Now that you have your cabin in the woods, what are your future goals and things that you are working towards?
Well, my ongoing renovations for one thing. I want to expand my garden area. I want to finish my current book, and get on to the next, as the current one is the first in a series. I want to get my website/blog back up. I want to read as many books as I can, learn all I can. Other than that, I want to enjoy life to the fullest extent possible.
You talk a lot about ditching the modern conveniences in life, like cable TV. What can we work on getting rid out in our lives in order to live one that is richer, and fuller? Additionally, what are some steps that we can take to make it easier on our mother earth?
Live real life. Get outside, enjoy nature. Get out from in front of the TV and ditch the damn cell phone. Forget texting, connect with people in real life. Forsake the false gods of status, consumerism, and consumption and thereby satisfy both the desire for a richer life and reducing your carbon footprint. There are a million little things you can do to help poor mother earth. Don’t use toxic products and chemicals in your home and yard. Recycle, reuse, repurpose, compost, eliminate waste, and conserve.

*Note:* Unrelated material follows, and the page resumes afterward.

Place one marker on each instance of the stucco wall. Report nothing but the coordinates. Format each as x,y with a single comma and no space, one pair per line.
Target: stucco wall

Grow a victory garden, even if all you can do is plant an herb in a pot, or lettuce in a window box. During WWII, 40% of the nation’s produce was raised in home gardens to the tune of 10 million pounds of produce. Grow what you can and grow it organically. This minimizes the need for chemical dependent Big Agri, and for trucks hauling produce, and refrigerated storage facilities to store commercially grown produce. You will be healthier due to better nutrition and exercise! A huge step to help mother earth!
Finally, is there any further advice or any information you would like to add?
Don’t give up on your writing. Practice makes closer to perfect. Don’t expect instant success. Someone once said learning to write well is equivalent to getting a law degree, it takes a lot of work and study.